Washington Post says reporter's visits to State Department were tracked

(Updates with additional comment from the Justice Department.)

Fox News says it is outraged by a Washington Post report that the Justice Department monitored one of its reporters — even tracking his visits to the State Department — as it investigated a leak of classified material.

"We are outraged to learn today that James Rosen was named a criminal co-conspirator for simply doing his job as a reporter," said Fox News executive vice president of news Michael Clemente in a statement. "In fact, it is downright chilling. We will unequivocally defend his right to operate as a member of what up until now has always been a free press." (Rosen is pictured at left.)

The Post report Monday followed the Associated Press saying last week that the Justice Department obtained phone records for more than 20 of its phone lines for a two-month period in another leak investigation. News of the Rosen surveillance raises yet more questions about the extent of the Obama Administration's spying on reporters.

The Justice Department used Rosen's security badge to track how often he visited the State Department, according to an affidavit obtained by the Post. (See below.) It also traced the timing of his calls with a State Department security adviser suspected of sharing the classified information, and obtained a search warrant for Rosen's personal emails, the Post said. The investigation took place in 2010.

The adviser accused of disclosing the information, Stephen Jin-Woo Kim, faces federal charges of disclosing national defense information. An FBI agent said in the 2010 affidavit that there was "probable cause to believe" that Rosen broke the law "as an aider and abettor and/or co-conspirator."

But two years later, Rosen has not been charged with any wrongdoing. That could suggest that there was no evidence against him, that the Justice Department realized the potential blowback of prosecuting a reporter for trying to gather information, or both.

Critics of the monitoring say it threatens reporters' ability to uncover information that the public has a right to know.

"Search warrants like these have a severe chilling effect on the free flow of important information to the public,” First Amendment lawyer Charles Tobin told the paper. “That’s a very dangerous road to go down."

The Justice Department said in a statement that it "exhausted all reasonable non-media alternatives for collecting this evidence before seeking court approval for a search warrant.
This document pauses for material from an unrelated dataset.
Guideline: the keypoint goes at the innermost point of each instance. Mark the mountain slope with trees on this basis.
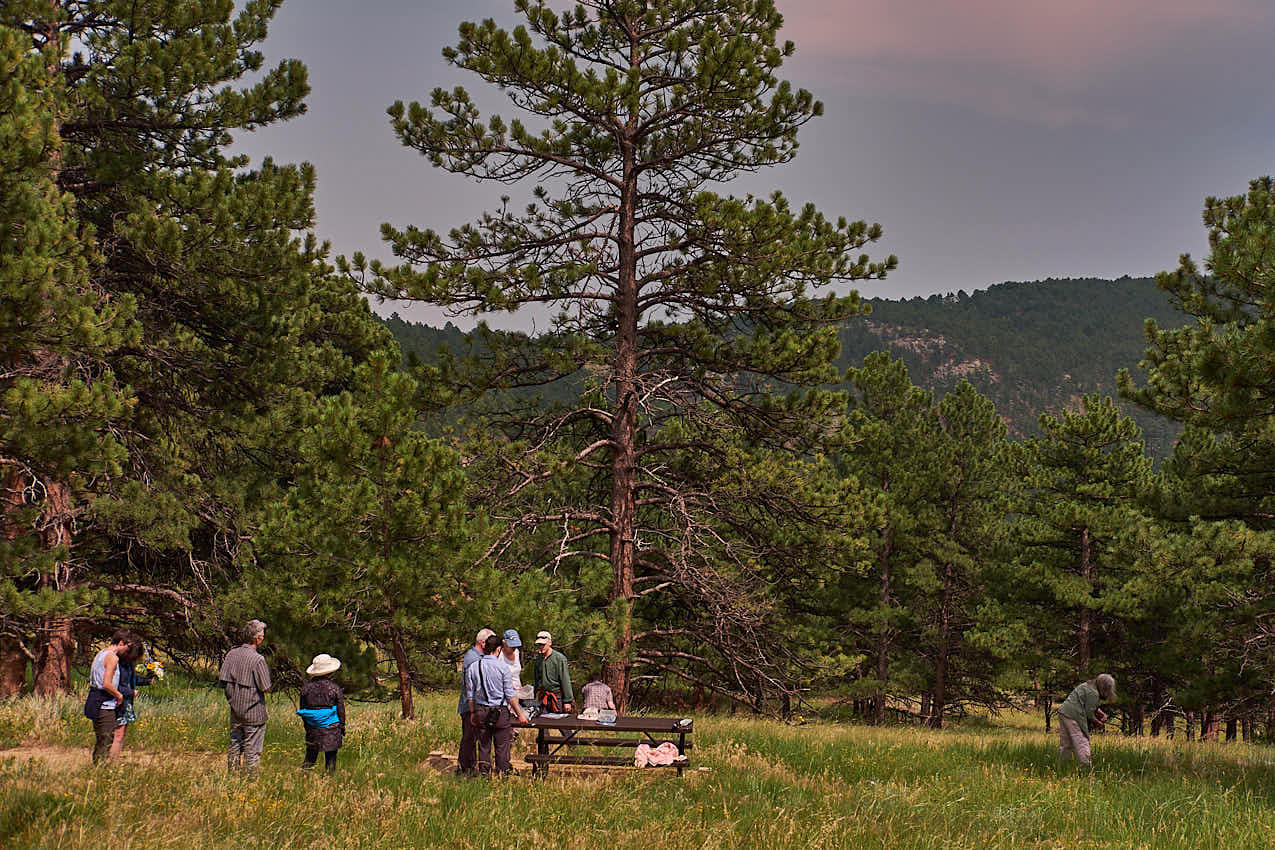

Based on the investigation and all of the facts known to date, no other individuals, including the reporter, have been charged since Mr. Kim was indicted nearly five years ago."

The department also said leaks can "pose a serious risk of harm to our national security" and that its investigators "follow all applicable laws, regulations, and longstanding Department of Justice policies intended to safeguard the First Amendment interests of the press in reporting the news and the public in receiving it."

The Post noted that privacy protections limit searching or seizing a reporter’s work, unless there is evidence of lawbreaking. A federal judge signed off on the FBI agent's request for a search warrant, agreeing that there was probable cause for investigating Rosen.

As Fox News and the Post have pointed out, no reporter, including Rosen, has ever been prosecuted for seeking information.

But New York Times reporter Judith Miller was held in contempt of court and jailed for 85 days in 2005 for refusing to identify a source, and FoxNews.com reporter Jana Winter potentially faces jail time for refusing to name sources in her reporting on Colorado shooting defendant James Holmes.